"If I won the lottery, I would hire David Attenborough to narrate my life for a day."
(Please, some of my fellow geeks, tell me you know who that is. Planet Earth is like the coolest documentary series EVER.)
My mind seems to be working in point form these days. My tendencies towards rumination aren't exactly my best hidden trait-- most of what is running through my mind these days is "How am I moving in a week? And how many boxes can this pedestrian wonder and transit queen reasonably carry from a store at once?" Unfortunately, while there are numerous sources of boxes to be scavenged in the city, my wee little arms can only haul so many at once, so I am still woefully under-boxed.
For those inquiring minds, the Duke and I are moving in together (or taking the cohabitation plunge, as I dubbed it previously). We've found a lovely apartment in one of those three story walk-up buildings that looks like a box on the outside, and has horrendous purple carpeting in the hallways and stairwell, but is surprisingly fantastic in the suite. He is now seeing me in my full neurotic glory, as I query about how many bowls he has, and what we should name our future fish (we decided to go with classic theorists in our disciplines, meaning one will be named Sigmund).
Anyways, if you haven't figured out already, a moving Princess = very bad blogging Princess (it's science, dammit!). However, I am trying to pull out at least a few random thoughts, in an exceedingly stilted manner...
- Best drinking game ever? Drinking every time a hockey announcer uses a double entendre to describe the ongoing game. For instance, today "squirting" was the descriptive term of choice whenever the puck was deflected, and the puck apparently "rimmed" the boards.
- A friend of mine has a bit of a camping phobia. As such, in a move an exposure therapist would be proud of, she decided to prepare herself for an upcoming summer festival by setting up a tent in the middle of her living room. I arrived to find her and another friend drinking in the tent, with all her furniture piled in a corner, with the window open to simulate the cold, a lamp overhanging the tent to simulate the moon, and fake palm fronds on top to simulate cedar trees.

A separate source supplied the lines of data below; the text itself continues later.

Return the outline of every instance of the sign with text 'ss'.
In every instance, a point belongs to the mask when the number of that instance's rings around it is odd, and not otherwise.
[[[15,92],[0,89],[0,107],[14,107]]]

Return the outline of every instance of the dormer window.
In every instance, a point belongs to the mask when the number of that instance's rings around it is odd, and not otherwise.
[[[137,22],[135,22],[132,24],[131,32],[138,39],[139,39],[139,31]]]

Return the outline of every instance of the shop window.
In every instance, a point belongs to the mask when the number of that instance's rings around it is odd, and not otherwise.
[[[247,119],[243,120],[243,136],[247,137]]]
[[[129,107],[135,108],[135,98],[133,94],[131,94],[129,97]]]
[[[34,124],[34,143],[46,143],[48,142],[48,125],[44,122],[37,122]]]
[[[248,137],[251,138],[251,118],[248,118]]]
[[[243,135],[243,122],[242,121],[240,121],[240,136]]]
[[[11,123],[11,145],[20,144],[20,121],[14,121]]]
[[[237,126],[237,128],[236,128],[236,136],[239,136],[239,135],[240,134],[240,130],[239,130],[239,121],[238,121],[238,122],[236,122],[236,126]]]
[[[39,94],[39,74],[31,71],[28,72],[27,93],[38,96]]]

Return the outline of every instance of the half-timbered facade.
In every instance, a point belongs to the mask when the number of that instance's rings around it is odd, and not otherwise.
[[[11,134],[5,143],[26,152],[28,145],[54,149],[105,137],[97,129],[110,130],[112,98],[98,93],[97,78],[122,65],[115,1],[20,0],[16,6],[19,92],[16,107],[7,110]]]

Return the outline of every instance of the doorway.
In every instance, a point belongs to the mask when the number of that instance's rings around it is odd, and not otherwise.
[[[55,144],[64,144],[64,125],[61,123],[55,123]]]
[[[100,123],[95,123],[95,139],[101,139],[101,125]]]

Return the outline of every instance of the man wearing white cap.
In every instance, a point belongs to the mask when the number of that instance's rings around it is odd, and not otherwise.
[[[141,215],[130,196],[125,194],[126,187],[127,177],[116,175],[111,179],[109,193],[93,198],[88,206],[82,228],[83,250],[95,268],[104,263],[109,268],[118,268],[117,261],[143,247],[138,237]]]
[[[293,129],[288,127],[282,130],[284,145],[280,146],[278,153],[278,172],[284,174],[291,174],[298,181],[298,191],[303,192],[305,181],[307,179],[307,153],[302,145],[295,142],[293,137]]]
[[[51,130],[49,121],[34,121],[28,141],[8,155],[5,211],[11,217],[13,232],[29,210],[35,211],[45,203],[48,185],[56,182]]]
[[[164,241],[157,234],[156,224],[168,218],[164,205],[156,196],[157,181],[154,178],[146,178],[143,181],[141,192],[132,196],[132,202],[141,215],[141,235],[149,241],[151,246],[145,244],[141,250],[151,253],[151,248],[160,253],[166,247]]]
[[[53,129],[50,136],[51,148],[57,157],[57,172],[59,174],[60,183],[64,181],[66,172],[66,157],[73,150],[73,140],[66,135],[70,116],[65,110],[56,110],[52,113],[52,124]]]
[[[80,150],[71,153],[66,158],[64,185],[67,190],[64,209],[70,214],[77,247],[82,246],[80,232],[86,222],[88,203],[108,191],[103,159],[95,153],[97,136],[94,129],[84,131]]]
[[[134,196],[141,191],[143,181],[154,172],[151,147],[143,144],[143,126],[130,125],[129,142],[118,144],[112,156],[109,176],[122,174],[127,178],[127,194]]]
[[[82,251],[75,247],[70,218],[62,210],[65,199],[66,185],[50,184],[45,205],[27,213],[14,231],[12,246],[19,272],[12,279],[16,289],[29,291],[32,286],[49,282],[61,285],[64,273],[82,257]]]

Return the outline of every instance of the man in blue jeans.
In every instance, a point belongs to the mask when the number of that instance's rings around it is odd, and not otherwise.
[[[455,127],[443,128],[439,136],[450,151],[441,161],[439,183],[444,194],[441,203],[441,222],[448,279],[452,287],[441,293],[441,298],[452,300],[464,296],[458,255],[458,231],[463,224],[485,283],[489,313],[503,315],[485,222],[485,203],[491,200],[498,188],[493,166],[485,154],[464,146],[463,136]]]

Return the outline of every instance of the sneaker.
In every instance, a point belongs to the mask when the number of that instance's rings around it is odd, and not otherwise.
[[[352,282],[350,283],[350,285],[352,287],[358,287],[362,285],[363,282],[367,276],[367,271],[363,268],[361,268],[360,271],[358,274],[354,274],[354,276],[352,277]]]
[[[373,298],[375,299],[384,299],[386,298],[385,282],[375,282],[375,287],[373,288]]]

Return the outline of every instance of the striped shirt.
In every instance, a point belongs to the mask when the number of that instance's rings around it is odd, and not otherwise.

- It's intriguing how archived text messages provide such an interesting snapshot of a person's life. As I was packing, I found my old cell phone, which had around 150 text messages stored from a year and a half ago. It was like a weird one-sided time capsule.
- Frosty floats from Wendy's are nowhere near as delicious as you'd expect.
- Am I one of the only women on the planet who is comfortable with my boyfriend having female friends? I'm beginning to get suspicious, as whenever I make coffee plans with a male friend (who I've known on very platonic terms for 6 years now), it seems like something comes up with his new wife that prevents our meeting. I still haven't determined if this is coincidence or deliberate-- but we have another scheduled meeting on Tuesday night, so I guess time will tell....
- And disturbing pop culture news of the week? A new book entitled My Beautiful Mommy. Not beautiful on her own, mind you-- this book is intended to help children come to terms with their mother having plastic surgery. In some ways, I guess I can understand the need, as it has to be scary for a child to see their mother covered in bandages, yet not explicitly harmed. However, even more aversive than the simple fact that there is a sufficient need for such a book is the fact that it has a happy ending in which everyone celebrates because "Mommy is even more beautiful!"
- An excerpt: "You see, as I got older, my body stretched and I couldn't fit into my clothes anymore. Dr. Michael is going to help fix that and make me feel better." (Ironically, Mommy appears to be wearing a crop top in even her hideous pre-surgery state.)
- What they forgot to say: "Because there really is no other way to make me feel better about myself than Dr. Michael's solution. And you know mommy is too busy to exercise. At least it isn't like back in grandma's day, when you were stuck as ugly forever and ever!"